The thing is that there have been a lot of crazy war vet movies. What separates Bickle from, say, John Rambo (specifically in First Blood)? To be honest, Rambo is likely the more aggressive member of Bickle's platoon with Bickle being the quiet wildcard whose strategy is too perverse and petty. A bigger difference is that despite Bickle's hostility, he does have a sense of purpose: to clean up the city that he loved. By clean up, he means to murder or put them in their place. For the sake of exhibition, he chooses a young prostitute (Jodie Foster), whom he tries to sympathize with and says that she should be at home instead of working for the devilish pimp Wizard (Harvey Keitel). She is an innocent soul mixed up in bad circles. It is why that despite the film's violent climax (which was so much so that they had to discolor the blood for an R rating), it is seen as some sort of delusional hero fantasy, possibly even commenting on the futility of the Vietnam War. True, Francis Ford Coppola would do that more directly with Apocalypse Now a few years on, but Taxi Driver feels like Scorsese's war movie. Speaking as he has never made a deliberate film in the genre, this is about as close as we'll ever get.
The film continues to resonate likely because of how meditative and immersive Bickle's life seems to be. He is an unnerving introvert who is frustrated with the world. While not as extreme, it is likely that some people feel that way. Sadly, there are those that took it the wrong way.

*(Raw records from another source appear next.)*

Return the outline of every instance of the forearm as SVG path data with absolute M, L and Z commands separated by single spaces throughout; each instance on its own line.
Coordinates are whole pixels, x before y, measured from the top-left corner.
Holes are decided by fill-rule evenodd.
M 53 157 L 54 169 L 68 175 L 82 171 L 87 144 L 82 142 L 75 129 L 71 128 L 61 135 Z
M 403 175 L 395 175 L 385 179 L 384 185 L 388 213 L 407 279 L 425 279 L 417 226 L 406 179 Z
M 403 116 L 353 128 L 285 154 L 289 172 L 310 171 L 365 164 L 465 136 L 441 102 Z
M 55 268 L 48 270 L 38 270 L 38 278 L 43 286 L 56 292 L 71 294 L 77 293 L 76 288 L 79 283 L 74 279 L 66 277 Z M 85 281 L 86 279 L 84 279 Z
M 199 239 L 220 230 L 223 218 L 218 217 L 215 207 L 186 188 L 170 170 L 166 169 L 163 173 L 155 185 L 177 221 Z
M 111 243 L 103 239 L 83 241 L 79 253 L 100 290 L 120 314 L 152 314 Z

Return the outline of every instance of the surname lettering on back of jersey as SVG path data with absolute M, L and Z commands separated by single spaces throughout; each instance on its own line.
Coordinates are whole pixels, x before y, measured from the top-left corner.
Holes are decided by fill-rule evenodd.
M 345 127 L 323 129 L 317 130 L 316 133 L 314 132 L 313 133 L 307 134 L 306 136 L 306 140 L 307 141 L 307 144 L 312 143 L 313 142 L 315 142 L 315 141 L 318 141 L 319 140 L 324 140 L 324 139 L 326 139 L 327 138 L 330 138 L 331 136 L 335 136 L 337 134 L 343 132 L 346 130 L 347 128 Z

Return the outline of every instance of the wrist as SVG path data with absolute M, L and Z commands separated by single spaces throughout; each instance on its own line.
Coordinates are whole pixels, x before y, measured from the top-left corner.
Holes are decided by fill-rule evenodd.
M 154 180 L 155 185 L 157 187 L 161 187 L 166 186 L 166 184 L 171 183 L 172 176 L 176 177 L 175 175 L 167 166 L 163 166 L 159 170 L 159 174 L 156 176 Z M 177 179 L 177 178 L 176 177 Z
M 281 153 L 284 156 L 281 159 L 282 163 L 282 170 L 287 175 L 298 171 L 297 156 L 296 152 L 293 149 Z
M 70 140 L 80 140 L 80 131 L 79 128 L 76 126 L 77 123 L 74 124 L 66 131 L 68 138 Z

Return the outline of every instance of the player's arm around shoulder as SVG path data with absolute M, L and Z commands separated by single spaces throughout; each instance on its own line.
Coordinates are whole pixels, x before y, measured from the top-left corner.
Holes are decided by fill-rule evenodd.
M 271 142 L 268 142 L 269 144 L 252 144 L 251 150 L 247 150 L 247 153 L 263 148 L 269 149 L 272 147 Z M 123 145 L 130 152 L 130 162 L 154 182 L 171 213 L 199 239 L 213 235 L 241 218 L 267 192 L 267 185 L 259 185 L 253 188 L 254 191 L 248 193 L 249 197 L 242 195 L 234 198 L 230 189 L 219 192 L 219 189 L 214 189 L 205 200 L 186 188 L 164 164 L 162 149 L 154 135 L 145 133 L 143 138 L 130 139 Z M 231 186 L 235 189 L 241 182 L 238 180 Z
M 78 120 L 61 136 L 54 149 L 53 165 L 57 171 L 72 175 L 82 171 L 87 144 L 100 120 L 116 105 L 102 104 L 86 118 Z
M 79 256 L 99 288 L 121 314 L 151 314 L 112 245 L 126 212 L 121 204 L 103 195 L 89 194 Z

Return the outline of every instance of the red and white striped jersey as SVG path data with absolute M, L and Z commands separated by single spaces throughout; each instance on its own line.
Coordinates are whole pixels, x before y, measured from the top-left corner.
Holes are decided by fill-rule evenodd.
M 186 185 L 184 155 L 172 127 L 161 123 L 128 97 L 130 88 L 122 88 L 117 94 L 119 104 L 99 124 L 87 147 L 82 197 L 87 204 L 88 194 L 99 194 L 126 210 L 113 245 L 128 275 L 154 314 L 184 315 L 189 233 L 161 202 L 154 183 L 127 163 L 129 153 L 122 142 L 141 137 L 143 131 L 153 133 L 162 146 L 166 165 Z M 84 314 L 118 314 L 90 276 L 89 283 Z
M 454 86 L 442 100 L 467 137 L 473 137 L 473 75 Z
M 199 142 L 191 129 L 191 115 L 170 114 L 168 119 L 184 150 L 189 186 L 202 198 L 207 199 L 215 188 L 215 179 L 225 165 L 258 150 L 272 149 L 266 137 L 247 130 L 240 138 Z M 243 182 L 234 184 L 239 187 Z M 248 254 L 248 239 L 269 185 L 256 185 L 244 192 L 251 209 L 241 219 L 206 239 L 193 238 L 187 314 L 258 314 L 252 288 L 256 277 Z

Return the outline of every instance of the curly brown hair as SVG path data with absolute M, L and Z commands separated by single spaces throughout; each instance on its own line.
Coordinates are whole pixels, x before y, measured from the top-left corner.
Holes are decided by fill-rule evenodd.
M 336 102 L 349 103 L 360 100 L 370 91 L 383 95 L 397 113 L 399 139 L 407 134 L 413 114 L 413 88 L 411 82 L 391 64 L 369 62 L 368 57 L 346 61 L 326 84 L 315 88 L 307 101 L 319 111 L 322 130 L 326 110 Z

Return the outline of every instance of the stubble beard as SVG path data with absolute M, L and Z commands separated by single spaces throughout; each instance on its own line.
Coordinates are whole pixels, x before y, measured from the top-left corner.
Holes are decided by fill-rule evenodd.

The most notorious case was John Hinckley Jr., of whom attempted to assassinate President Ronald Reagan, citing the film as a source (he also stalked Foster). While the film is morally questionable, most people have thankfully seen it more as the character study of a lonely man who wants to do better for the world, but won't entirely let us into his world. It helps that De Niro was on the cusp of his peak with Raging Bull a few years later, having this serve more as a warm-up for a more challenging role. Still, it's a film that reflects a bygone New York that is no longer as seedy or dangerous. It may at times be too bleak, but if The Big Shave was Scorsese's abstract nod to the war, then Taxi Driver was his most direct commentary. The issue is finding it, especially in an era where films were more directly addressing Vietnam by stating it repetitively (Bickle only mentions his rank and file once early on). It is likely why some may not quite see this as the great war movie it is.
Over 40 years later, Scorsese has yet to make a movie as impacting or insular as Taxi Driver. It likely could be that he is no longer the same man and thankfully came out of the 70's as a better, happier man. Even then, there's still some allure to the dark side of the human mind that is explored here, asking us to question while sympathizing with Bickle and forcing a perspective that remains uncommon to cinema. Even within the crazy war veterans movie trope, Bickle somehow seems to be among the better representations. He doesn't steal a blimp or bomb police officials. He simply wants to make the world a better place. Even if he doesn't do it in an appropriate way, he's still admirable figure who's as tragic as the lives he wants to save. Maybe that is why Taxi Driver continues to resonate. Maybe we'll get to see the time that Bickle stops being a lost cause and becomes the hero he wants to be. Maybe.